3.The judgment under appeal is unlawful in so far as it fails to state adequate grounds since the Court of First Instance omitted to examine the arguments and evidence supporting Edwin’s submission that it had obtained Elio Fiorucci’s consent to register his patronymic as a trade mark. In the alternative, Edwin submits that, should the Court of Justice find that neither it nor the Court of First Instance has jurisdiction to examine the argument in question, it must expressly refer the matter to the Board of Appeal (or other office or division) of OHIM (which the Court of First Instance failed to do) for it to do so, pursuant to Article 63(6) of the RCTM and Article 1d of Regulation No 216/96. (3)

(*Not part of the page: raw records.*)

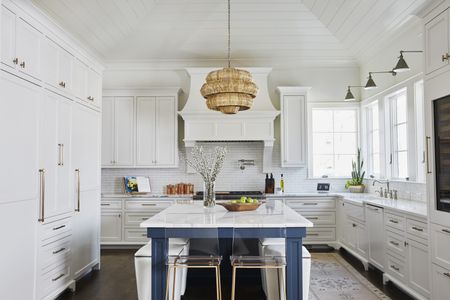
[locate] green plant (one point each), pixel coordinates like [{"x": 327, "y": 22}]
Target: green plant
[{"x": 357, "y": 172}]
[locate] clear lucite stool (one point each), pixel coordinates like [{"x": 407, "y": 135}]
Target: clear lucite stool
[
  {"x": 245, "y": 256},
  {"x": 203, "y": 254}
]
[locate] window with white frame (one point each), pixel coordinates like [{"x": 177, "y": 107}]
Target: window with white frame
[
  {"x": 334, "y": 136},
  {"x": 373, "y": 138},
  {"x": 398, "y": 158}
]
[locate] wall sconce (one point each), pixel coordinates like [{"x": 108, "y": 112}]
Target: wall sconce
[
  {"x": 371, "y": 83},
  {"x": 401, "y": 65},
  {"x": 349, "y": 96}
]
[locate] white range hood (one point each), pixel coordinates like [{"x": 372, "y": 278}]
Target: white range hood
[{"x": 255, "y": 124}]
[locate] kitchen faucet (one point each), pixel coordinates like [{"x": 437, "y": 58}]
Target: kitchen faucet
[{"x": 387, "y": 192}]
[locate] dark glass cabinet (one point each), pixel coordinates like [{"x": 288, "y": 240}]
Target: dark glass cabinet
[{"x": 442, "y": 152}]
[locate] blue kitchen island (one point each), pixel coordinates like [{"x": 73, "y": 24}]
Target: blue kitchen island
[{"x": 270, "y": 220}]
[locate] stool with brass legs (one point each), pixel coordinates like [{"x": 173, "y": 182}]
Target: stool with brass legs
[
  {"x": 204, "y": 253},
  {"x": 245, "y": 255}
]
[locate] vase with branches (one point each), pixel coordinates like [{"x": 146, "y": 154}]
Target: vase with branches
[
  {"x": 356, "y": 184},
  {"x": 208, "y": 164}
]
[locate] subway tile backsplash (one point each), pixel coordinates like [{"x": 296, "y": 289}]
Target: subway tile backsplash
[{"x": 232, "y": 178}]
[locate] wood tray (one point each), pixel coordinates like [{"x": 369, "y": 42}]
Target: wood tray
[{"x": 240, "y": 206}]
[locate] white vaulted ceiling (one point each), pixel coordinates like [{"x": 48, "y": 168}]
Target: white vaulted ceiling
[{"x": 308, "y": 31}]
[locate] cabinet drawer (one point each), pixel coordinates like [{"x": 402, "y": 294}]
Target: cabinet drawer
[
  {"x": 135, "y": 219},
  {"x": 54, "y": 253},
  {"x": 440, "y": 279},
  {"x": 320, "y": 218},
  {"x": 354, "y": 211},
  {"x": 395, "y": 243},
  {"x": 440, "y": 245},
  {"x": 136, "y": 235},
  {"x": 147, "y": 205},
  {"x": 53, "y": 280},
  {"x": 395, "y": 221},
  {"x": 111, "y": 204},
  {"x": 320, "y": 234},
  {"x": 396, "y": 267},
  {"x": 54, "y": 230},
  {"x": 417, "y": 228},
  {"x": 311, "y": 204}
]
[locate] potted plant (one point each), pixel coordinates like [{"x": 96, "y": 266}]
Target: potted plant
[{"x": 355, "y": 185}]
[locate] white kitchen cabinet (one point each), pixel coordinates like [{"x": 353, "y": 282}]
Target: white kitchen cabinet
[
  {"x": 86, "y": 235},
  {"x": 79, "y": 79},
  {"x": 94, "y": 88},
  {"x": 440, "y": 279},
  {"x": 156, "y": 144},
  {"x": 19, "y": 128},
  {"x": 418, "y": 265},
  {"x": 293, "y": 126},
  {"x": 55, "y": 153},
  {"x": 118, "y": 131},
  {"x": 437, "y": 42},
  {"x": 86, "y": 147},
  {"x": 374, "y": 222},
  {"x": 56, "y": 66},
  {"x": 111, "y": 227},
  {"x": 20, "y": 44}
]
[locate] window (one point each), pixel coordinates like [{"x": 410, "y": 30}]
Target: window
[
  {"x": 334, "y": 141},
  {"x": 399, "y": 134},
  {"x": 373, "y": 139}
]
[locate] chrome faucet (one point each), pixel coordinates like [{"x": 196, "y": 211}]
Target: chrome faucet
[{"x": 387, "y": 191}]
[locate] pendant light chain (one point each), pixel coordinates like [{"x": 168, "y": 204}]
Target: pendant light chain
[{"x": 229, "y": 34}]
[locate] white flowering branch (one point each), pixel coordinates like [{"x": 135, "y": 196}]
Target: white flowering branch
[{"x": 207, "y": 163}]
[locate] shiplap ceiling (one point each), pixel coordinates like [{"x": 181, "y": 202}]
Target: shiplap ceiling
[{"x": 262, "y": 30}]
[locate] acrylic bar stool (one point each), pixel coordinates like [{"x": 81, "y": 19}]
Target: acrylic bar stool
[
  {"x": 246, "y": 256},
  {"x": 203, "y": 254}
]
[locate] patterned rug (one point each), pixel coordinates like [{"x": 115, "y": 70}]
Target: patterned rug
[{"x": 332, "y": 278}]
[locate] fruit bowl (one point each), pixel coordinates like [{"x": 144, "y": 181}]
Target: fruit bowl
[{"x": 238, "y": 206}]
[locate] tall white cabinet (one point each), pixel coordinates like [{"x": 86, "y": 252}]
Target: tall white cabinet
[
  {"x": 293, "y": 102},
  {"x": 437, "y": 51},
  {"x": 50, "y": 162},
  {"x": 140, "y": 128}
]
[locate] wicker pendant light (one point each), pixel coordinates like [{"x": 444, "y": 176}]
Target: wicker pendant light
[{"x": 229, "y": 90}]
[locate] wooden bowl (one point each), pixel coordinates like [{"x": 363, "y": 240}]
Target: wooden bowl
[{"x": 240, "y": 206}]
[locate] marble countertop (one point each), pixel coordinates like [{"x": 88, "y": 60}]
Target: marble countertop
[
  {"x": 271, "y": 215},
  {"x": 162, "y": 196},
  {"x": 417, "y": 208}
]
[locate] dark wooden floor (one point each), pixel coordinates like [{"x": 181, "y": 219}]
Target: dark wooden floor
[{"x": 116, "y": 281}]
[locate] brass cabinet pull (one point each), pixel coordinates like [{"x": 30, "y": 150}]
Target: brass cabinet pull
[
  {"x": 395, "y": 268},
  {"x": 42, "y": 195},
  {"x": 58, "y": 277},
  {"x": 60, "y": 250},
  {"x": 77, "y": 171},
  {"x": 427, "y": 139},
  {"x": 417, "y": 228},
  {"x": 59, "y": 227},
  {"x": 394, "y": 243},
  {"x": 61, "y": 154}
]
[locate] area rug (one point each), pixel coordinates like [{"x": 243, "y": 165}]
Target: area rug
[{"x": 332, "y": 278}]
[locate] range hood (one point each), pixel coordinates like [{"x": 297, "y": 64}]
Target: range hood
[{"x": 255, "y": 124}]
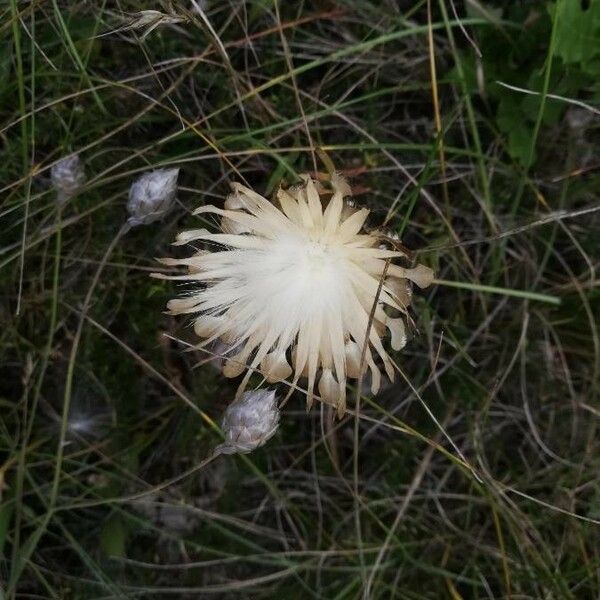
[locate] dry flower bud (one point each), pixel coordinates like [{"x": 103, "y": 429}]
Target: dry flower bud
[
  {"x": 151, "y": 196},
  {"x": 249, "y": 422},
  {"x": 67, "y": 177}
]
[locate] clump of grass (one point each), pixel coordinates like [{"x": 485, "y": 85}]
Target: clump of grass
[{"x": 475, "y": 475}]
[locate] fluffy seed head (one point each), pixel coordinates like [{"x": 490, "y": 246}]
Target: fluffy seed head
[
  {"x": 292, "y": 288},
  {"x": 67, "y": 177},
  {"x": 249, "y": 422},
  {"x": 151, "y": 196}
]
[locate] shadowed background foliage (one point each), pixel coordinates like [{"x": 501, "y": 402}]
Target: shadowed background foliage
[{"x": 469, "y": 129}]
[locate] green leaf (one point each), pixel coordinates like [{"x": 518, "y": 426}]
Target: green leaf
[{"x": 5, "y": 516}]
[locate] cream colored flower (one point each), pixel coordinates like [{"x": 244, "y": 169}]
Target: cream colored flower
[
  {"x": 290, "y": 288},
  {"x": 249, "y": 422}
]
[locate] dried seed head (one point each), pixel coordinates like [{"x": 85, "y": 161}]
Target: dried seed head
[
  {"x": 249, "y": 422},
  {"x": 291, "y": 285},
  {"x": 152, "y": 196},
  {"x": 67, "y": 177}
]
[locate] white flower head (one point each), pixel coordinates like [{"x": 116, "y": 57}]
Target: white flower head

4.The judgment under appeal is also unlawful on the basis that it infringes or misapplies Article 63 of the RCTM and constitutes a denial of justice, in so far as the Court of First Instance incorrectly refused to consider Edwin’s argument based on the fact that the appellant acquired from Fiorucci SpA a de facto trade mark relating to (or, in any event, any other right to exploit the renown attached to) the patronymic ‘Elio Fiorucci’. In the alternative, Edwin submits that, should the Court of Justice find that neither it nor the Court of First Instance has jurisdiction to examine the argument in question, it must expressly refer the matter to the Board of Appeal (or other office or division) of OHIM (which the Court of First Instance failed to do) for it to do so, pursuant to Article 63(6) of the RCTM and Article 1d of Regulation No 216/96.
—
Council Regulation (EC) no 40/94 of 20 December 1993 on the Community trade mark (OJ 1994 L 11, p. 1).
Codice della Proprietà industriale italiano (Italian Industrial Property Code).
Commission Regulation (EC) No 216/96 of 5 February 1996 laying down the rules of procedure of the Boards of Appeal of the Office for Harmonisation in the Internal Market (Trade Marks and Designs) (OJ 1996 L 28, p. 11).